Il constata qu’il avait heurté sa dignité, et cela eut un effet agréable sur sa gueule de bois.
– Et si on disait 10 heures demain matin ? Ou c’est peut-être trop tôt pour vous ? L’adresse figure sur la carte de visite.

Ravn a eu un prédécesseur, un détective engagé, comme lui, par le père afin de retrouver le fils. Mais rien ne s’est passé comme prévu. Jakob a été localisé, le détective Benjamin Clausen s’est infiltré dans la secte, il a fait des rapports et, petit à petit, il est devenu un des « élus », un membre de la secte dont l’appartenance est d’autant plus forte qu’elle a été scellée par la confession de Benjamin et par le pardon qui s’en est suivi. Mais c’est quelqu’un d’autre qui est châtié, et horriblement, défiguré par de l’acide. Une punition qu’on veut faire passer pour un suicide ?

Les rapports que Benjamin envoie à Ferdinand Mesmer cessent lorsque le détective intègre le groupe sectaire.

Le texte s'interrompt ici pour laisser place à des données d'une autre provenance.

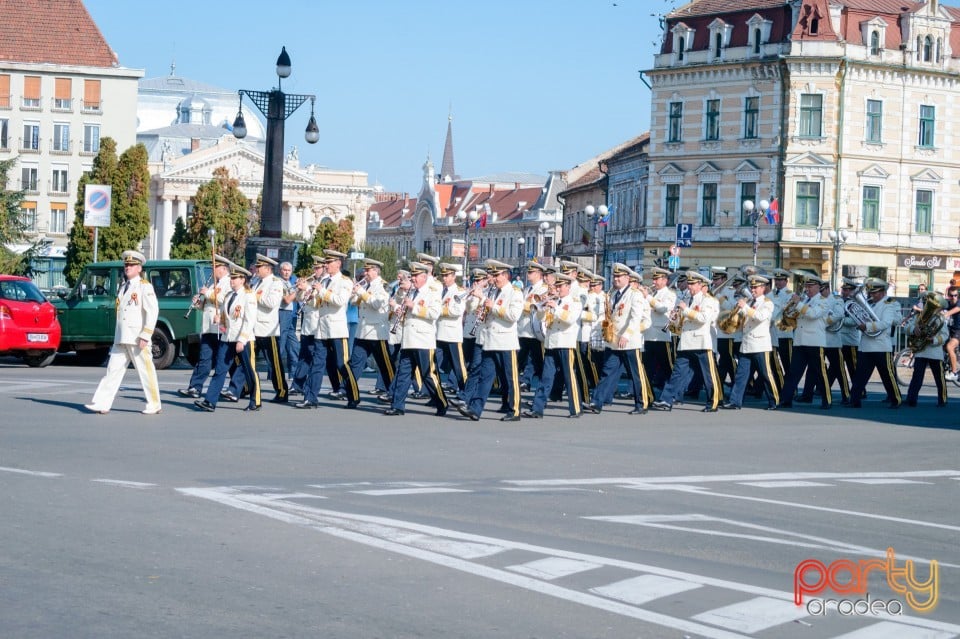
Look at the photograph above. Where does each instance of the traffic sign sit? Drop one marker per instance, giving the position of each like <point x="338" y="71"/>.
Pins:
<point x="684" y="235"/>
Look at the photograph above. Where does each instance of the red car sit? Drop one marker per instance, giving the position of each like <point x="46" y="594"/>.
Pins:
<point x="28" y="322"/>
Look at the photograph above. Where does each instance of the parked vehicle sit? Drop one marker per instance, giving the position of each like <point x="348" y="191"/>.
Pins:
<point x="28" y="322"/>
<point x="88" y="312"/>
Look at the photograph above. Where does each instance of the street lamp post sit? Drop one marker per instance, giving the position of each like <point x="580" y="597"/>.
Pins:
<point x="596" y="214"/>
<point x="276" y="106"/>
<point x="755" y="216"/>
<point x="468" y="219"/>
<point x="839" y="238"/>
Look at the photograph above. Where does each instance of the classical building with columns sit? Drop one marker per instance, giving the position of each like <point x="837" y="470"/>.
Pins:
<point x="185" y="126"/>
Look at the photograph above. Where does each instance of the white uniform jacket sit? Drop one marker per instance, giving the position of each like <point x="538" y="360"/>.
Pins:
<point x="699" y="323"/>
<point x="630" y="316"/>
<point x="563" y="323"/>
<point x="888" y="312"/>
<point x="212" y="301"/>
<point x="525" y="323"/>
<point x="834" y="320"/>
<point x="756" y="326"/>
<point x="500" y="329"/>
<point x="420" y="322"/>
<point x="591" y="315"/>
<point x="780" y="297"/>
<point x="373" y="310"/>
<point x="450" y="322"/>
<point x="812" y="322"/>
<point x="935" y="349"/>
<point x="239" y="315"/>
<point x="137" y="311"/>
<point x="331" y="302"/>
<point x="269" y="292"/>
<point x="661" y="303"/>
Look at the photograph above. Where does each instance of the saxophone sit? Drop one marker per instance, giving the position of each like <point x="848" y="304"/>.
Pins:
<point x="927" y="325"/>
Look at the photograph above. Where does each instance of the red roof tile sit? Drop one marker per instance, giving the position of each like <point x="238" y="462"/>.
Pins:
<point x="52" y="31"/>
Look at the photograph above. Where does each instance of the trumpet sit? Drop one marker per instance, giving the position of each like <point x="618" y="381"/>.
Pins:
<point x="482" y="310"/>
<point x="198" y="300"/>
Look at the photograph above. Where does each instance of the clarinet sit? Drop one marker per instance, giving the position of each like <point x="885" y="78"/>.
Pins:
<point x="401" y="312"/>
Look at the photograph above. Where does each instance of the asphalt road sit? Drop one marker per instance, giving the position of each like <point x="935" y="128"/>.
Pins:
<point x="337" y="523"/>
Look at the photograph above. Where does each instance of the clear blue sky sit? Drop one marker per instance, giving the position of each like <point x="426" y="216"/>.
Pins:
<point x="534" y="85"/>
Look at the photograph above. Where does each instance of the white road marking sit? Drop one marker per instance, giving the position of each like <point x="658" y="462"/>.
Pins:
<point x="428" y="543"/>
<point x="34" y="473"/>
<point x="881" y="481"/>
<point x="700" y="479"/>
<point x="887" y="630"/>
<point x="553" y="568"/>
<point x="639" y="590"/>
<point x="753" y="615"/>
<point x="124" y="483"/>
<point x="409" y="491"/>
<point x="783" y="484"/>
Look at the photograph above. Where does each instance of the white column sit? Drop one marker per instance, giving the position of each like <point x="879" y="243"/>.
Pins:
<point x="165" y="230"/>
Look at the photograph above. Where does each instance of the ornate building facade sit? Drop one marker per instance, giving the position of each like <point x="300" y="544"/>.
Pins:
<point x="839" y="111"/>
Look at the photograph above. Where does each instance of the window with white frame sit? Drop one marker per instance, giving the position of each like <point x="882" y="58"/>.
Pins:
<point x="924" y="219"/>
<point x="811" y="115"/>
<point x="808" y="204"/>
<point x="870" y="203"/>
<point x="708" y="203"/>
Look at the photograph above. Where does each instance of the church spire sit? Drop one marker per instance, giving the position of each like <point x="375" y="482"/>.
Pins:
<point x="447" y="172"/>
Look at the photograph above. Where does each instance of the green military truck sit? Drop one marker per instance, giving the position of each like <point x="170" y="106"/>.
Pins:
<point x="87" y="313"/>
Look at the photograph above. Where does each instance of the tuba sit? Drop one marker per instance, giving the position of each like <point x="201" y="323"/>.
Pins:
<point x="862" y="313"/>
<point x="927" y="325"/>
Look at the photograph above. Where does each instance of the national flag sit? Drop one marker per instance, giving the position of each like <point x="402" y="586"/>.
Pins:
<point x="606" y="218"/>
<point x="773" y="212"/>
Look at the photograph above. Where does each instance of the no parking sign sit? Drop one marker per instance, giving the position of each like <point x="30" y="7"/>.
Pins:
<point x="96" y="205"/>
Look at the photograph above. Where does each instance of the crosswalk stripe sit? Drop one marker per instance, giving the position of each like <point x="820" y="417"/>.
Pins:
<point x="553" y="567"/>
<point x="640" y="590"/>
<point x="753" y="615"/>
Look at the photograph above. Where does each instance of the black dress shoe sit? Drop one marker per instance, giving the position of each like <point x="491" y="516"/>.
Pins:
<point x="203" y="404"/>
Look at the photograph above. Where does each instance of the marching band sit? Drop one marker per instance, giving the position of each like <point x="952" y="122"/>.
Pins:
<point x="561" y="336"/>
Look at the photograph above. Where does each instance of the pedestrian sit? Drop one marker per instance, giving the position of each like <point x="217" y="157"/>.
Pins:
<point x="137" y="311"/>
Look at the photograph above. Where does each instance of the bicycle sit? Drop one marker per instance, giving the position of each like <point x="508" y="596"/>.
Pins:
<point x="903" y="366"/>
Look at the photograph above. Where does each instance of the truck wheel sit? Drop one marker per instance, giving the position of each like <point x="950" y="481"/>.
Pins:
<point x="40" y="360"/>
<point x="164" y="351"/>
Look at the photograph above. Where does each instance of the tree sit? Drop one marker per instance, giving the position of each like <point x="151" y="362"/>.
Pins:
<point x="218" y="205"/>
<point x="80" y="244"/>
<point x="332" y="235"/>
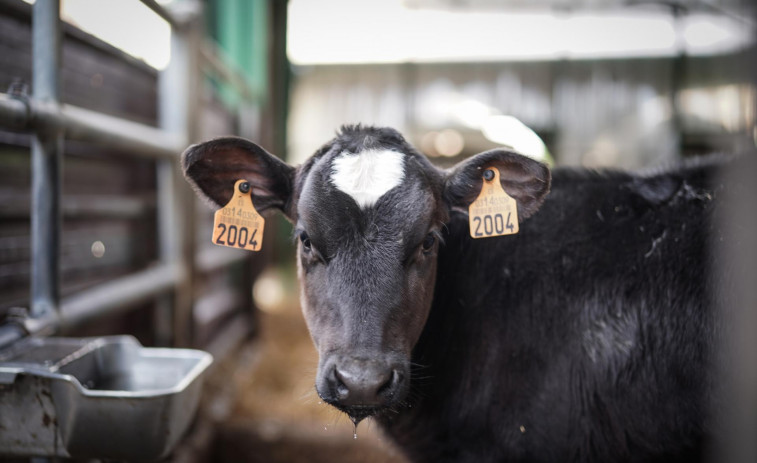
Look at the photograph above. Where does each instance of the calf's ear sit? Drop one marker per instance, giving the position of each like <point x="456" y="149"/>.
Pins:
<point x="526" y="180"/>
<point x="213" y="167"/>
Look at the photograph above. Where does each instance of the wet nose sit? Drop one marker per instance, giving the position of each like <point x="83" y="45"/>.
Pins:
<point x="364" y="383"/>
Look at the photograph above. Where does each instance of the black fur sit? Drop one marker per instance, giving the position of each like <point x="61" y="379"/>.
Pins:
<point x="585" y="337"/>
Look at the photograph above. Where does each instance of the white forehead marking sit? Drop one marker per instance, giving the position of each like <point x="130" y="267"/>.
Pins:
<point x="367" y="175"/>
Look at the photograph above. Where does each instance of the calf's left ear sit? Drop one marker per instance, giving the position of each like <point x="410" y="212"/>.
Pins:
<point x="524" y="179"/>
<point x="214" y="166"/>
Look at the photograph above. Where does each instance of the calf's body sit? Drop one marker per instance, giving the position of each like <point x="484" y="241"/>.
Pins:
<point x="587" y="336"/>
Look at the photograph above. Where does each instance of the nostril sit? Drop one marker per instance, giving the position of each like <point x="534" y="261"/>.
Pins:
<point x="342" y="391"/>
<point x="389" y="384"/>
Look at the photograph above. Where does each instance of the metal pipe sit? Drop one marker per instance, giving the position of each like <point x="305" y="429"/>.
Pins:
<point x="220" y="67"/>
<point x="114" y="296"/>
<point x="47" y="149"/>
<point x="137" y="139"/>
<point x="10" y="333"/>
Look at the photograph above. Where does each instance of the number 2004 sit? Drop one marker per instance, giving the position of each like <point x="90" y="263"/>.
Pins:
<point x="236" y="236"/>
<point x="492" y="224"/>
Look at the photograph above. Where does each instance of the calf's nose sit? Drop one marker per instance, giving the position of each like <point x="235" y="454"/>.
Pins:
<point x="364" y="383"/>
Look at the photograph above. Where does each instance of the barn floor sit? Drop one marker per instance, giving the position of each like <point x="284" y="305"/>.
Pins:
<point x="279" y="417"/>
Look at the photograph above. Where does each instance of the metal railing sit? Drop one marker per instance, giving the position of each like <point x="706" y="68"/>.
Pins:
<point x="50" y="122"/>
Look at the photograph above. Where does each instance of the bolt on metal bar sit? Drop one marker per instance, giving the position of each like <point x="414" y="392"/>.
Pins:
<point x="79" y="123"/>
<point x="160" y="11"/>
<point x="111" y="297"/>
<point x="47" y="149"/>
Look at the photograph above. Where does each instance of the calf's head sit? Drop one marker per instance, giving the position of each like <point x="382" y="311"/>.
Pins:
<point x="369" y="212"/>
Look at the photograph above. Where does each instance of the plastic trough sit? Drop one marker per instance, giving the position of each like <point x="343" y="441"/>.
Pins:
<point x="105" y="397"/>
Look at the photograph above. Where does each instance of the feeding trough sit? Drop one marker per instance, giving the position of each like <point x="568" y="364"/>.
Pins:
<point x="103" y="397"/>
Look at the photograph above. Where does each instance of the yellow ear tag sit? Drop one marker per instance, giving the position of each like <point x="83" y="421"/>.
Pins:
<point x="494" y="212"/>
<point x="238" y="224"/>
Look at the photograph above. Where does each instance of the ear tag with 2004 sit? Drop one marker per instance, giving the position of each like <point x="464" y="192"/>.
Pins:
<point x="494" y="212"/>
<point x="238" y="224"/>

Quand Ravn fut de retour sur la Bianca, il reprit la dernière partie du rapport de Benjamin, ou plus exactement la partie du rapport qui avait été écrite avant que le détective ne parte en vrille et ne se mette à faire l’éloge des Élus de Dieu et à citer de longs passages de la Bible. Ravn commençait à avoir une vague idée de la raison pour laquelle Benjamin avait changé aussi radicalement.
CECI EST MON DERNIER RAPPORT
Aujourd’hui, j’ai passé mon examen et j’ai été reçu. Lise et mes autres m’ont béni et félicité. Jakob Mesmer est même passé dans notre classe, et il m’a qualifié d’homme de l’Évangile. Il a tenu un petit discours en mon honneur devant les autres, m’a complimenté pour mes progrès et a déclaré qu’il plaçait de grand espoirs en moi. Je suis à la fois fier et reconnaissant, mais je me sens aussi honteux d’avoir agi dans leur dos à tous. C’est pourquoi ce rapport sera le dernier.

Le père a perdu tout contact avec son fils mais a besoin de le retrouver pour signer des documents relatifs à sa participation dans l’entreprise familiale dans laquelle Jakob a autrefois joué un grand rôle.

Ravn n’est pas emballé par cette mission, il suspecte que Ferdinand ne lui a pas dit toute la vérité, qu’il y a une autre raison moins avouable derrière cette recherche.

Cependant, accablé de dettes et en manque chronique d’argent, il accepte la mission qui lui est confiée.

Retrouver la secte n’est pas si difficile, mais entrer en contact avec le Maître, si.

Dans ce qui ressemble à un camp de concentration, avec des gens en guenilles, maigres à faire peur et tremblants de peur à la simple évocation du Maître, Ravn va retrouver Benjamin Clausen, plus siphonné que jamais, et Jakob lui-même, effrayant et tout puissant.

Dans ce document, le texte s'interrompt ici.